Gay-themed “Metrosexual” reps another merry, thoroughly non-P.C. laffer from Thai helmer Yongyoot Thongkongtoon (“The Iron Ladies,” “The Iron Ladies 2”). Smartly calibrated to please straight, liberal auds, tale of four gal pals investigating a friend’s suspiciously sensitive fiance zips along nicely before flagging in the final furlong. Crowd-pleaser notched a healthy 600,000 admissions in Bangkok alone earlier this year and has landed distribution deals in Hong Kong and Malaysia. Extensive dates at gay fests seem assured, with specialized tube sales most likely to follow in Western markets.
“Sex and the City” on uppers is the cue as five crisply etched thirtysomethings gather for lunch in downtown Bangkok. Leader of the pack is chatterbox Pom (Patcharasri Benjamas), a reporter for “Lady of the House” magazine who gawks shamelessly at hunky male catwalk models.
Matching her penchant for sassy talk and objectification of the opposite sex are penny-pinching beautician Fai (Pimonwan Suphayang), virility drug telemarketer Nim (Ornpriya Hunsat), and publicist Pat (Kulnadda Pajchimsawat), who’s engaged to a Japanese man very much her elder.
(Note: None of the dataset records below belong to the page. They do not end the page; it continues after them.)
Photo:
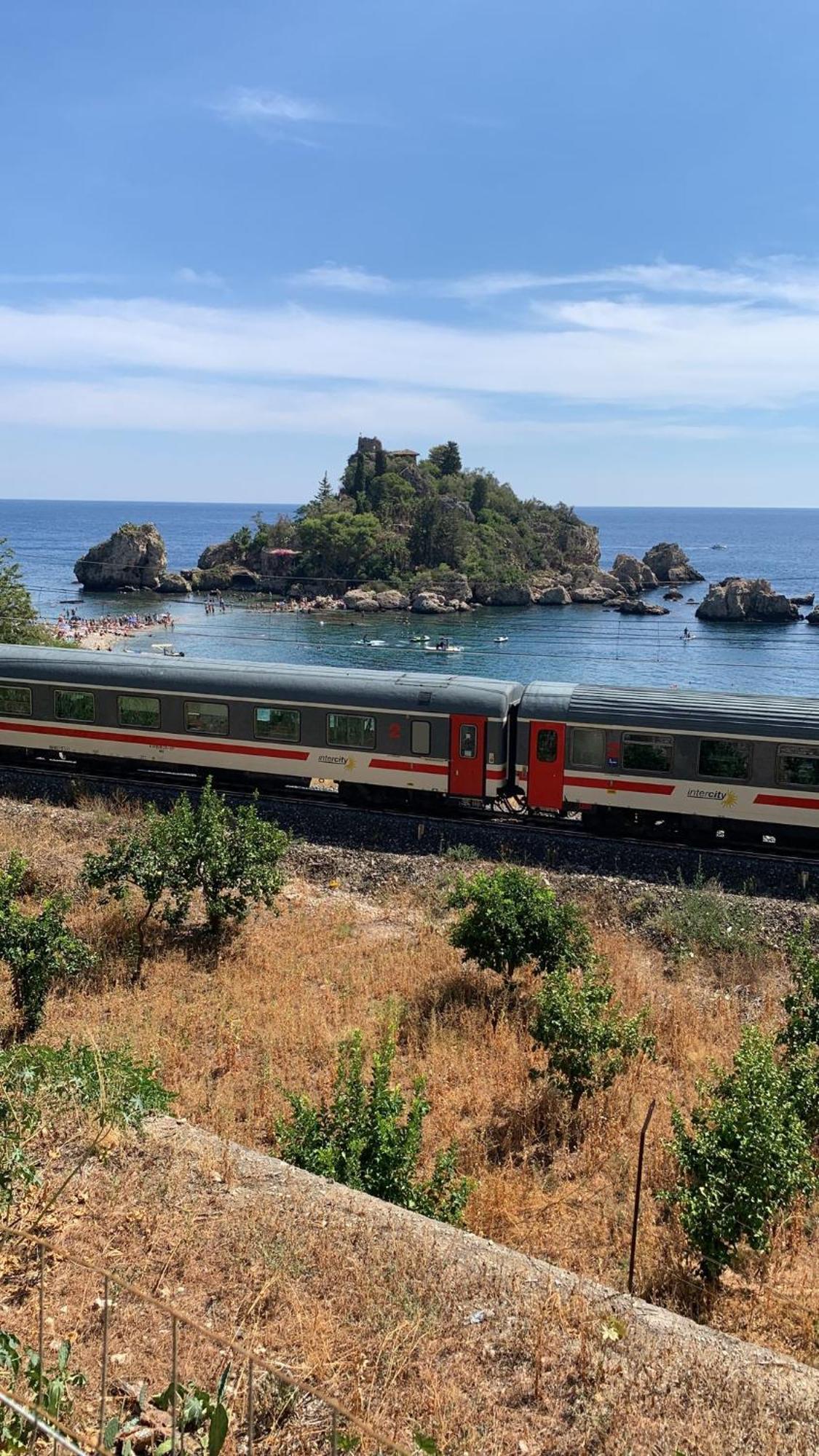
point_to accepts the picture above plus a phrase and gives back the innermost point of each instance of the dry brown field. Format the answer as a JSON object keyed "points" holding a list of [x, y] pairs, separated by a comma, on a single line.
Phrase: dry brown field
{"points": [[232, 1032]]}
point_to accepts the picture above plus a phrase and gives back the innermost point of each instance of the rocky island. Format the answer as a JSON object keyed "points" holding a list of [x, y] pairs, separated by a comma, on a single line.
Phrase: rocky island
{"points": [[404, 534]]}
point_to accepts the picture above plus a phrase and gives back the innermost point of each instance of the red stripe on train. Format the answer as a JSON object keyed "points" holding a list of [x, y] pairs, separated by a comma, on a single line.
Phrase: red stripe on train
{"points": [[628, 786], [197, 745], [403, 767], [787, 802]]}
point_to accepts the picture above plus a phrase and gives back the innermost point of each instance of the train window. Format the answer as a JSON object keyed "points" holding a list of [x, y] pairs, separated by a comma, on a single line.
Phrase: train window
{"points": [[647, 752], [724, 759], [468, 742], [587, 748], [420, 737], [797, 764], [350, 732], [72, 707], [206, 719], [138, 713], [15, 701], [547, 746], [283, 724]]}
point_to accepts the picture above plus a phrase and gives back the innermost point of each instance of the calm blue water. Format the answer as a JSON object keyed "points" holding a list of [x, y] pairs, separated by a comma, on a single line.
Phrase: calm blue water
{"points": [[561, 644]]}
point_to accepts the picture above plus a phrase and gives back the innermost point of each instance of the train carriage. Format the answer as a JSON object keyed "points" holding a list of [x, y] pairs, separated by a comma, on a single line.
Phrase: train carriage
{"points": [[636, 756], [401, 735]]}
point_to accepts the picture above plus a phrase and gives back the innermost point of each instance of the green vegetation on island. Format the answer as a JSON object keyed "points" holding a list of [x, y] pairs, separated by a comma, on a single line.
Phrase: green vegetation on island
{"points": [[407, 523]]}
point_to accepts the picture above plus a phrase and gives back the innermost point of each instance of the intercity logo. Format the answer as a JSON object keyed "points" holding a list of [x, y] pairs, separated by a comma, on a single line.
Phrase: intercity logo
{"points": [[724, 797]]}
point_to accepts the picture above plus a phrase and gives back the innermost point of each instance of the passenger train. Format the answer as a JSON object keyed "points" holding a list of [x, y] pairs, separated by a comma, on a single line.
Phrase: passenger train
{"points": [[621, 758]]}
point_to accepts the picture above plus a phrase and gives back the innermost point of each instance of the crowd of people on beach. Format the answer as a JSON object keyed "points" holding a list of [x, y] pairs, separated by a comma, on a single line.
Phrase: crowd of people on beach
{"points": [[72, 628]]}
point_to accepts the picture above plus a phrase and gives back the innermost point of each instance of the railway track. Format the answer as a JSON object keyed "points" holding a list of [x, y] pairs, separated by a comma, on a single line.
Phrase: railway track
{"points": [[324, 818]]}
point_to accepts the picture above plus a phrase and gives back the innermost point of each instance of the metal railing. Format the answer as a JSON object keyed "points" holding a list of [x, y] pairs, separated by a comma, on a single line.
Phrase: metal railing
{"points": [[305, 1413]]}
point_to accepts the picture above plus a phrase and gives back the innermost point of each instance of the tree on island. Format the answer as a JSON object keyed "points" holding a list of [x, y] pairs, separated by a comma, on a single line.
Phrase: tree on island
{"points": [[20, 621], [395, 516]]}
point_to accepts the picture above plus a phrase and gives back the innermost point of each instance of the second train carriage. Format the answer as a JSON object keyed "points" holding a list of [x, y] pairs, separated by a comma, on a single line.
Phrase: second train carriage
{"points": [[395, 733], [636, 756]]}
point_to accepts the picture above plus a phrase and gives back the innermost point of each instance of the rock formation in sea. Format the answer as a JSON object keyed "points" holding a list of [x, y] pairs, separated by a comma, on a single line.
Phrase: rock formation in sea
{"points": [[739, 599], [670, 566], [133, 558], [633, 576]]}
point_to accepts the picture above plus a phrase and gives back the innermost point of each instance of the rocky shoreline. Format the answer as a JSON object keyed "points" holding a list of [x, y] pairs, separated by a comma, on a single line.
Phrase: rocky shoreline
{"points": [[135, 560]]}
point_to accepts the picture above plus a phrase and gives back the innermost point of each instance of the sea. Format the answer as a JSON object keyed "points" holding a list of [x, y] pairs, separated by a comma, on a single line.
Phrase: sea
{"points": [[557, 644]]}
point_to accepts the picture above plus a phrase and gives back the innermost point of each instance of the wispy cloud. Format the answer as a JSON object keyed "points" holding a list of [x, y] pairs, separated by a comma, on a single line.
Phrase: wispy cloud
{"points": [[199, 279], [602, 352], [349, 280], [273, 116], [55, 280]]}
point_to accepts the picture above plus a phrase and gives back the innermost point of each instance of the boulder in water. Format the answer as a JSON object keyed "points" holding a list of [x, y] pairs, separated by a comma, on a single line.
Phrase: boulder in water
{"points": [[669, 564], [133, 558], [737, 599]]}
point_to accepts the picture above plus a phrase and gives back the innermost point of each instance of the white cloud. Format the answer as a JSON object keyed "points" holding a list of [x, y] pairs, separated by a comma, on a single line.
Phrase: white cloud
{"points": [[49, 280], [586, 350], [200, 279], [768, 280], [349, 280], [257, 107]]}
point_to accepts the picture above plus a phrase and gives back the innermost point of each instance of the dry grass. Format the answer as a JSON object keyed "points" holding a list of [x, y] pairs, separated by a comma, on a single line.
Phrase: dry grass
{"points": [[231, 1033]]}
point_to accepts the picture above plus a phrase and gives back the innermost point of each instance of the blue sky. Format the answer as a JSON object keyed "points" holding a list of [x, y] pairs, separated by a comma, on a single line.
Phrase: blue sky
{"points": [[580, 238]]}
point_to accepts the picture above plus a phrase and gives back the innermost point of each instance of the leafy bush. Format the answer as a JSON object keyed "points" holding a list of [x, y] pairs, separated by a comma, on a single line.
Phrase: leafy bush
{"points": [[229, 855], [512, 919], [743, 1161], [585, 1033], [800, 1033], [703, 921], [52, 1390], [40, 950], [368, 1138]]}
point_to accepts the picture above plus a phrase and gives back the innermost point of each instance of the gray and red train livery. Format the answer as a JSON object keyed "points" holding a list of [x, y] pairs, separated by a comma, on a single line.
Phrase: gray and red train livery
{"points": [[621, 756]]}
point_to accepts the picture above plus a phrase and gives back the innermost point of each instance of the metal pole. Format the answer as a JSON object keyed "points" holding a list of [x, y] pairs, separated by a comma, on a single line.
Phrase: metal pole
{"points": [[106, 1288], [250, 1409], [173, 1384], [40, 1334], [637, 1187]]}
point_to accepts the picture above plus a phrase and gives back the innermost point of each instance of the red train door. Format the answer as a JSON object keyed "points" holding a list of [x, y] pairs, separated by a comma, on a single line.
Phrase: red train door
{"points": [[547, 745], [467, 756]]}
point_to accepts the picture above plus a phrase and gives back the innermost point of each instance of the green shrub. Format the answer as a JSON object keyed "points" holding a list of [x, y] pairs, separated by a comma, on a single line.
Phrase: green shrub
{"points": [[229, 855], [40, 1084], [40, 950], [512, 919], [50, 1388], [800, 1033], [368, 1138], [585, 1033], [743, 1161], [704, 921]]}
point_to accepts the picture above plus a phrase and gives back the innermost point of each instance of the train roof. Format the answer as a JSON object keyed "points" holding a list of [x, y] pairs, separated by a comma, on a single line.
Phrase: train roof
{"points": [[355, 688], [679, 710]]}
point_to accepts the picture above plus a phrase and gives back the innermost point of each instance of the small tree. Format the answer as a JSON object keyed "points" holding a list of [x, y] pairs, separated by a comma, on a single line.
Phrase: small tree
{"points": [[18, 618], [512, 919], [368, 1138], [585, 1032], [745, 1158], [446, 458], [231, 857], [40, 950]]}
Fifth gang member is the sweet Pang (Meesuke Jangmeesuke), who announces plans to marry a guy she’s been dating secretly for several months. One look at well dressed, stylishly coiffed and food-knowledgeable Kong (Thienchai Jayasvasti) and the girls figure Pang’s fiance to be a closet gay.
Seeking expert guidance (and proving that mincing fairy stereotypes are far from a spent cinematic force), the gals enlist flight steward Brother Bee (Michael Shaowanasai) as “gay-dar” consultant and begin snooping for hard evidence to prove Kong’s orientation. Among the most amusing situations is an invasion of Kong’s apartment, which turns into revolving door hijinx when he and Pang show up unexpectedly.
While happy to have Brother Bee buzzing on the sidelines with gags and campy posturings that have done the rounds for decades, scripters Aummaraporn Phandintong and Benjamaporn Srabua keep the main comic focus on how contempo sexual identity issues suggested by the buzzword title affect women’s perception of men. Result is a consistently amusing farce as the ladies draw hysterical conclusions after inspecting Kong’s range of hair care products and his color-coded shirt closet.
Propelled by agreeably rambunctious perfs by the femme quintet — all co-hosts of a chatshow on Thai TV’s Channel 3 — pic needs all its reserves of energy to surmount an unwieldy and overlong conclusion. Far too much wrapping up of absolutely everyone’s side issues sends the narrative into neutral just when it promises a big bang finale.
Tech package is in keeping with most of Thangkongtoon’s other works: just OK and a bit sloppy on the edges, with pacy editing and perky perfs — at least in the first two-thirds — helping to mask the shortcomings.